“Vietato rottamare la famiglia”
Questo il messaggio lanciato sabato scorso dal Family Day.
Il messaggio è arrivato, forte e chiaro: «Vietato rottamare la famiglia». Così recitava lo striscione ai piedi del palco del Circo massimo. E che al terzo Family day, quello di sabato 30 gennaio, abbiano partecipato uno, due milioni o 300 mila persone poco importa. Dopo le piazze a favore del disegno di legge Cirinnà così com’è, con le unioni civili e l’adozione del figlio del partner anche per le coppie omosessuali, si è fatto sentire anche chi di questa normativa proprio non ne vuole sapere.
«Riunire la piazza – ha affermato Massimo Gandolfini, leader del comitato “Difendiamo i nostri figli” che ha organizzato l’evento – è l’unico modo civile e onesto, per noi che siamo gente povera che non abbiamo nessuna lobby multinazionale che ci protegge, per mostrare realmente qual è il comune sentire degli italiani».
Una piazza che «non è contro nessun tipo di persona», si è affrettato ad aggiungere il neurochirurgo, ma che intende ribadire che «la famiglia non può essere un istituto ultimo e negletto della società italiana» e che approvare una legge come quella in discussione nell’aula del Senato «significherebbe lo stravolgimento dell’essenza della natura umana e a questo dobbiamo con tutte le forze opporci, mostrando il volto bello della famiglia, della solidarietà nella famiglia e tra le famiglie quella che ha garantito la tenuta del Paese negli anni della grande crisi».
Lo sipario sulle piazze italiane, con tanto di facili passerelle propagandistiche di politici tutti i livelli e i colori, dunque appare sceso definitivamente. La palla passa ai legislatori. Nel frattempo, sulla carta stampata e nei talk il dibattito continua a colpi di storie esemplari: da un lato famiglie composte da padri, madri e una schiera di figli, dall’altro i due papà con tre figli a sorridere nelle foto con le donne che hanno donato gli ovuli e portato in grembo i bimbi battezzati due anni fa a Roma.

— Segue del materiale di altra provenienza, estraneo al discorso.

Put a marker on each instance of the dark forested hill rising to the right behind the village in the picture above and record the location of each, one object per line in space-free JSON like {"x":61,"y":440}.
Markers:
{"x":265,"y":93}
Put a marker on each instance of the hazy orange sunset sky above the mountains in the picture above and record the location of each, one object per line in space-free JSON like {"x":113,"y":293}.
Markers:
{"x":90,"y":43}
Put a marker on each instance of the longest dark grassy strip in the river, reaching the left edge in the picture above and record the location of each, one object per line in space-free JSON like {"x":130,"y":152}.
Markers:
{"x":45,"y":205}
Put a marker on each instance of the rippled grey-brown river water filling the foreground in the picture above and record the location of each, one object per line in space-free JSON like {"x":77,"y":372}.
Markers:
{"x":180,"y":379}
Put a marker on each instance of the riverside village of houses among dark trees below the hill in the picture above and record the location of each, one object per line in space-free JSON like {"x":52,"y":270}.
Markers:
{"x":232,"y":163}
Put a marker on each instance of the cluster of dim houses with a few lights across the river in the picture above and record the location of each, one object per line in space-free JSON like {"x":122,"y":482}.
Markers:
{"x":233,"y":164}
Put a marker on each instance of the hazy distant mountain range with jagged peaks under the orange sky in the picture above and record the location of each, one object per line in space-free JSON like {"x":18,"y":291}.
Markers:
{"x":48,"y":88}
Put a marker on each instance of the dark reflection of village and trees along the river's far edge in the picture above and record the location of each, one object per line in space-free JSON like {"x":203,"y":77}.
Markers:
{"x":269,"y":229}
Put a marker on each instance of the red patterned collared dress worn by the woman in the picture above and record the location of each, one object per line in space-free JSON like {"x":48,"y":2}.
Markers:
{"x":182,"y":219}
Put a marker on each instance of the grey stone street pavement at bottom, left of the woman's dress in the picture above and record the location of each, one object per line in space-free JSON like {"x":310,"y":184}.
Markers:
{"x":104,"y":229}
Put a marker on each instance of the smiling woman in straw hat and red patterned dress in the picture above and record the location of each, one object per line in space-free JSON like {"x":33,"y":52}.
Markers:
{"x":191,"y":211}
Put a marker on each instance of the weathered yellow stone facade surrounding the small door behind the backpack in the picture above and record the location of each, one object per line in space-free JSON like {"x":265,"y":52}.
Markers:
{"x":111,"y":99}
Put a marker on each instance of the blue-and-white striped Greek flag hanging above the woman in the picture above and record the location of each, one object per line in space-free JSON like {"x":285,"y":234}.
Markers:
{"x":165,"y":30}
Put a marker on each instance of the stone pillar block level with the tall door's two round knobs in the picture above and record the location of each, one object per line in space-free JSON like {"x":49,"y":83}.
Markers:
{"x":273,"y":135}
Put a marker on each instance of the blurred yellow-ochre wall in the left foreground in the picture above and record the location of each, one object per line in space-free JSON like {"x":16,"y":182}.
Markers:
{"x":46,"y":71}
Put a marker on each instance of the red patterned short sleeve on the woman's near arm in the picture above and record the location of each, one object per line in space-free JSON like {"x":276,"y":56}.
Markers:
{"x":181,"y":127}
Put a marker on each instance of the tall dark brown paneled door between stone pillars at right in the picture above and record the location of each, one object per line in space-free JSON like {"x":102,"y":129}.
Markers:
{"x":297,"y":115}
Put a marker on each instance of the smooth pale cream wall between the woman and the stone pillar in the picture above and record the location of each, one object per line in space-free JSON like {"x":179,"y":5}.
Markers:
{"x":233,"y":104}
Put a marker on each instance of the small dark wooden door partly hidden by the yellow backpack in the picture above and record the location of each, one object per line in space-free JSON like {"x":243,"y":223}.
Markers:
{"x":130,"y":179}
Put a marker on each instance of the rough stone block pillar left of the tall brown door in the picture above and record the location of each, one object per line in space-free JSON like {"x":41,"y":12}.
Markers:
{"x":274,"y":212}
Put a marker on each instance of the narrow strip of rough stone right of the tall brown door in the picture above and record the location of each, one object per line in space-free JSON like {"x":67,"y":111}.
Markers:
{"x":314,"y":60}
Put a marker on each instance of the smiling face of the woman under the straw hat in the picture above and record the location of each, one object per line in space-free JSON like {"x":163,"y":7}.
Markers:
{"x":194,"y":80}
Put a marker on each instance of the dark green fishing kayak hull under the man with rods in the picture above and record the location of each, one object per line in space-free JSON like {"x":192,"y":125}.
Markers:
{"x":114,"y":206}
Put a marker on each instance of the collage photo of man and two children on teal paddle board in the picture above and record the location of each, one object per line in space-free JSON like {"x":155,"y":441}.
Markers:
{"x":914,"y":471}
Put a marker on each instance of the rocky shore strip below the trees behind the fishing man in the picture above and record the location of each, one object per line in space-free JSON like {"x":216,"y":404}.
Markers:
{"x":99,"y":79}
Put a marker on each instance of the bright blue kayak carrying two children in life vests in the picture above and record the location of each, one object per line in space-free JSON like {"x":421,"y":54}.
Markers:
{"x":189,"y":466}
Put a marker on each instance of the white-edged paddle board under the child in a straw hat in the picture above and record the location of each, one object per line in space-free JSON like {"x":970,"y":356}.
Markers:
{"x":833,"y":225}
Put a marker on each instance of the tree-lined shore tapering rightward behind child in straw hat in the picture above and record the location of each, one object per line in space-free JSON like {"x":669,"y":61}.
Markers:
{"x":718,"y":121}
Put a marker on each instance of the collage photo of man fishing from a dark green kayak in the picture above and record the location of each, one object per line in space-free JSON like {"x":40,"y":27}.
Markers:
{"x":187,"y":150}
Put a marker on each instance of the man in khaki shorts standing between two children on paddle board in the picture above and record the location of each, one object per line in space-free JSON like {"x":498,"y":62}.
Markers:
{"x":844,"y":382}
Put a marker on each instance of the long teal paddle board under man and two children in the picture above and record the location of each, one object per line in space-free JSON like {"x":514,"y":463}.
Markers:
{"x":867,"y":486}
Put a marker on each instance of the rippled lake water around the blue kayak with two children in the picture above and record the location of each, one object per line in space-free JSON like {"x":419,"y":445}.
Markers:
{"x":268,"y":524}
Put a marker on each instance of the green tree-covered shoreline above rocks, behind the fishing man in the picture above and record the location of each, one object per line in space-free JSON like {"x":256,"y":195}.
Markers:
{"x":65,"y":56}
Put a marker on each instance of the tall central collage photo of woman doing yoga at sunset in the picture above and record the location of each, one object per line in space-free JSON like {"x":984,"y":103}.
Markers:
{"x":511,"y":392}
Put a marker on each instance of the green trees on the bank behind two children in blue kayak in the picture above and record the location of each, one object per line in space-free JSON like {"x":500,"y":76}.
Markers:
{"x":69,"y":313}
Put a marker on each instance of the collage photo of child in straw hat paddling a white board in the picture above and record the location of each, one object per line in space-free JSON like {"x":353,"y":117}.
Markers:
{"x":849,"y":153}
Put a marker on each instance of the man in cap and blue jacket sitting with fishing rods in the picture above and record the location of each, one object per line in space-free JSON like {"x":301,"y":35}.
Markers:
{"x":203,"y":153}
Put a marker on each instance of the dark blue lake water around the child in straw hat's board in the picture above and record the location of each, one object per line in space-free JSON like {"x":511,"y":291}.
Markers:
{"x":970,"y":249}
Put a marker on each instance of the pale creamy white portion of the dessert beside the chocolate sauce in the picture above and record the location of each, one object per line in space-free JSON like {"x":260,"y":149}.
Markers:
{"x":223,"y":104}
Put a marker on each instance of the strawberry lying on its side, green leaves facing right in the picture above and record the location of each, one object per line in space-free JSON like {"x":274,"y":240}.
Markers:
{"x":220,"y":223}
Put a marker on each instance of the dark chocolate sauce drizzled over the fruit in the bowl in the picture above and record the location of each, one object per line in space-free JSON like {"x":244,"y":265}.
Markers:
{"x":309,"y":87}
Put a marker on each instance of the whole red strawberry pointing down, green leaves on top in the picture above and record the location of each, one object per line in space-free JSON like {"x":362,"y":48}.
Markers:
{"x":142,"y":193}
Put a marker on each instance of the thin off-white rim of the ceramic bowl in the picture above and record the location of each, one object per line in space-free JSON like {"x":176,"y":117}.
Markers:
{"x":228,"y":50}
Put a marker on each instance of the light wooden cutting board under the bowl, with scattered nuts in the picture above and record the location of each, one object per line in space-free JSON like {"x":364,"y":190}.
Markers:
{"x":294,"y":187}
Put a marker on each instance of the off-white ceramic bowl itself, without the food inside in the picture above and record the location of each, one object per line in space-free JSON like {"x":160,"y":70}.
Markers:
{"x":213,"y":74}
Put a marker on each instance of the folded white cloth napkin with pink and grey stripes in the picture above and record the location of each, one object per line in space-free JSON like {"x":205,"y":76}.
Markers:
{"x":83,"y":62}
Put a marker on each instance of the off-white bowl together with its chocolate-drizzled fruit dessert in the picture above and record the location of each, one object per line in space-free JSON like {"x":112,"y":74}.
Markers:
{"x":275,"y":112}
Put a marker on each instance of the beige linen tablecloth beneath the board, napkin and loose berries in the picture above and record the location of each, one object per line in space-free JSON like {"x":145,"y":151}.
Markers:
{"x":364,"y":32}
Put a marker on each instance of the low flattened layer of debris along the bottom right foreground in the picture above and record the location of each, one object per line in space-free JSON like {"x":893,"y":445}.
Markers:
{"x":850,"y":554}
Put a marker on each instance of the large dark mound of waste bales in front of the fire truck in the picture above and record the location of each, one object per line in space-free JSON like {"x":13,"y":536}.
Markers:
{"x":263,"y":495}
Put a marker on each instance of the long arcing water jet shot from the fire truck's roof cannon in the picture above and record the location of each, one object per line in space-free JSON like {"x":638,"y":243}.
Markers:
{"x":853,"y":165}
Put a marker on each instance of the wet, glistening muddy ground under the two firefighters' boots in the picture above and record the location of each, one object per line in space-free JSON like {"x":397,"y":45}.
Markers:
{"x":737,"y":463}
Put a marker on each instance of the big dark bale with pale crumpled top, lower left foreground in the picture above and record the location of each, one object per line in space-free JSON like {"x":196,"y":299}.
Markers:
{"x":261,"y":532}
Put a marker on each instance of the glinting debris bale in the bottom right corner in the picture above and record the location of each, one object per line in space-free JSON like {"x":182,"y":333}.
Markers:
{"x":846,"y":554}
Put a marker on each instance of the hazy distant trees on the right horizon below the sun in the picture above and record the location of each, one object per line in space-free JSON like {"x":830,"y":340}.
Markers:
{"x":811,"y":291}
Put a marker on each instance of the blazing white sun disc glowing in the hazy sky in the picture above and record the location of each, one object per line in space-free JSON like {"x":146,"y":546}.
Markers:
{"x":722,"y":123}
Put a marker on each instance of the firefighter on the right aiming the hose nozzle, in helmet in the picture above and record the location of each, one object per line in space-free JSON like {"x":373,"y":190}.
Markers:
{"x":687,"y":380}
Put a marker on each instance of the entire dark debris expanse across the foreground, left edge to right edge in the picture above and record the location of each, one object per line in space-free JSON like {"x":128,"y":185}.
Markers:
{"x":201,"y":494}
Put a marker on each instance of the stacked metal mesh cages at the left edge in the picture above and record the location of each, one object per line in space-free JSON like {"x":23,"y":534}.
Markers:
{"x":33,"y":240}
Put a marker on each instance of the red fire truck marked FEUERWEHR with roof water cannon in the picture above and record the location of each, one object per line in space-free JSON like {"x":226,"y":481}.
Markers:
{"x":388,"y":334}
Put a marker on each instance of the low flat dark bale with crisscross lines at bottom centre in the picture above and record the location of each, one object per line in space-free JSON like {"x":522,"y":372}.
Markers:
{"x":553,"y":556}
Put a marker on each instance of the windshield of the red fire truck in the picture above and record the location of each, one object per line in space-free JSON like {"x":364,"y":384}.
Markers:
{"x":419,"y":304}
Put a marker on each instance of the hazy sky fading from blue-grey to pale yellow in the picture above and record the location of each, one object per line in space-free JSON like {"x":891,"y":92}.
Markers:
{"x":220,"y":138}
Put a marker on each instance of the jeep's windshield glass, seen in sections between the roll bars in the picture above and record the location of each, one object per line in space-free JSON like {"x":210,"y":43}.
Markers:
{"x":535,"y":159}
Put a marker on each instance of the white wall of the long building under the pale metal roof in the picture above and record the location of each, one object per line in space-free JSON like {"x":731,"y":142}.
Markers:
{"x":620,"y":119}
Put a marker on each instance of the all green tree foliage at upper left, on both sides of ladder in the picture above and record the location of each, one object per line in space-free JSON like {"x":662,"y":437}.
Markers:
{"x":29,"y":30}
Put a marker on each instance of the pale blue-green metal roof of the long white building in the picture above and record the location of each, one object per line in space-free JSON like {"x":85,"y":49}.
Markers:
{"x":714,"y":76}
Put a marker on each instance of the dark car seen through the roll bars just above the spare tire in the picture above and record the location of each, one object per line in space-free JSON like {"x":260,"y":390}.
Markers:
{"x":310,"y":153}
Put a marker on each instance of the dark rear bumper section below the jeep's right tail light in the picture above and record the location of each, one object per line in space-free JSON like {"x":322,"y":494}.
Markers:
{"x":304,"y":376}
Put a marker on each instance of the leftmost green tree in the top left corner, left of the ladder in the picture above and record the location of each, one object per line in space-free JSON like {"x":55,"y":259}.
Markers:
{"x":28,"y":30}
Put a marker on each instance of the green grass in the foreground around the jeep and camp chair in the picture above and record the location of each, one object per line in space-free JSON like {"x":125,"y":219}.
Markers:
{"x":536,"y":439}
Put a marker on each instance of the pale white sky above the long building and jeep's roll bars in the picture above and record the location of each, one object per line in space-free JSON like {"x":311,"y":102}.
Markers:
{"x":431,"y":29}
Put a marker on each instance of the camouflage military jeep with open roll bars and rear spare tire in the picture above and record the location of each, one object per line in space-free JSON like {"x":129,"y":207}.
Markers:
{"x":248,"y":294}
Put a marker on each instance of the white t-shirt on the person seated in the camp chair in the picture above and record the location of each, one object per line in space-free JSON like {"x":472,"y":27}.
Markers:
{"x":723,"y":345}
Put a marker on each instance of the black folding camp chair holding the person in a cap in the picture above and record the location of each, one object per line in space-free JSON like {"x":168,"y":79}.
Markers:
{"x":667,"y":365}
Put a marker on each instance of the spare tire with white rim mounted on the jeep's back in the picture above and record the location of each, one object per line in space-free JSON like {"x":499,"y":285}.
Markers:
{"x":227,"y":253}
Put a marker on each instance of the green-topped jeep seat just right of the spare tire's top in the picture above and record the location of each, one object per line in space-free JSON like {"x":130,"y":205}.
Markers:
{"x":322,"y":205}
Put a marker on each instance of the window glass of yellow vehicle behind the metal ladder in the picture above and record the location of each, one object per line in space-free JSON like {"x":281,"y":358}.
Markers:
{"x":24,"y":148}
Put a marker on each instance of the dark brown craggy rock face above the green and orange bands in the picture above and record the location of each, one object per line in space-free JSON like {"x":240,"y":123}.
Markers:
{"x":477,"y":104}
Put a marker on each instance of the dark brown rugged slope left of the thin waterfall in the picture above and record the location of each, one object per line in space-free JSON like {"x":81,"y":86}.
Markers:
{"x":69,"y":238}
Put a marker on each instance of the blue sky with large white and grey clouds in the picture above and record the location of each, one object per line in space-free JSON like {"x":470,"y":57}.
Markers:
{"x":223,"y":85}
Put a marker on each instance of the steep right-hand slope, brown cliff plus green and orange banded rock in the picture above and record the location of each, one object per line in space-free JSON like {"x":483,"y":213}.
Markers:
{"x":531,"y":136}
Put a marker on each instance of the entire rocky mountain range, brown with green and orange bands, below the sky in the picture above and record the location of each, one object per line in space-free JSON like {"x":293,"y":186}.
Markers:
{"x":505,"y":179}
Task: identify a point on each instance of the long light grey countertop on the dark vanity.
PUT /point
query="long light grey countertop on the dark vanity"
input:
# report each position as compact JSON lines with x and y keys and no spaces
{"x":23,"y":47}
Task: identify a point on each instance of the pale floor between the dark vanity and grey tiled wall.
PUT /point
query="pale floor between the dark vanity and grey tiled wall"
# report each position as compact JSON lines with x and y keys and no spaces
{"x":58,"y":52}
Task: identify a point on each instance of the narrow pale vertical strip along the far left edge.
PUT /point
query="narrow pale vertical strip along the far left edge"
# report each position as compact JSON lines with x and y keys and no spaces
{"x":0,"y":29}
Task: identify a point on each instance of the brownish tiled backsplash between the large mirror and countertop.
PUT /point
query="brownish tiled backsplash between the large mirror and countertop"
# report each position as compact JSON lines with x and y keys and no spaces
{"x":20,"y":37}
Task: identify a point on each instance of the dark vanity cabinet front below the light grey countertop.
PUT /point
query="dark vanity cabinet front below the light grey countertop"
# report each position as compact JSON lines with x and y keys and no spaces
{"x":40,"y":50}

Ciò che sembra ancora mancare è un confronto serio, a partire dai dati e dall’esperienza concreta della larga parte della società italiana, senza ricorrere agli slogan o ai casi limite. Un tema fondamentale rimasto al margine del dibattito, per esempio, appare quello sul numero di bambini italiani figli di omosessuali che potrebbero essere adottati dal compagno o dalla compagna del proprio genitore biologico, la contestata stepchild adoption.
Statistiche certe in merino ancora non ce ne sono. Va pur detto che per la prima volta nella storia, l’Istat nell’ultimo censimento (2011) ha chiesto agli omosessuali se vivono in coppia e se sono genitori. I dati emersi parlano di 7.513 coppie che si sono auto dichiarate dello stesso sesso, 529 delle quali con figli. Come osserva Corrado Zunino su Repubblica, si tratterebbe dello 0,0005 per cento delle famiglie italiane. In molti tuttavia ritengono che siano molti gli omosessuali che non hanno voluto scendere nei dettagli della loro condizione di vita. Fa specie il raffronto con un altro studio Istat, di appena un anno dopo, nel quale si dice che un milione di persone si dichiara omosessuale o bisessuale. La grande differenza tra le due statistiche sta nell’anonimato: garantito in questa seconda, non lo era anche nel censimento del 2011. Nel frattempo il dato di 100 mila bambini figli di gay, scolpito nell’immaginario collettivo risale al 2006 e alla ricerca “Modi di”, condotta dal sociologo Raffaele Lelleri, ma si tratterebbe dell’1,5 per cento dei minori italiani. Più che negli Usa. Anche questo un dato improbabile
Quel che appare escluso, almeno secondo il costituzionalista cattolico ed ex parlamentare Pd Stefano Ceccanti, è l’incostituzionalità del disegno di legge Cirinnà, come riscritto dal senatore democratico Giuseppe Lumia. In Parlamento dunque è il momento di entrare nel merito delle questioni.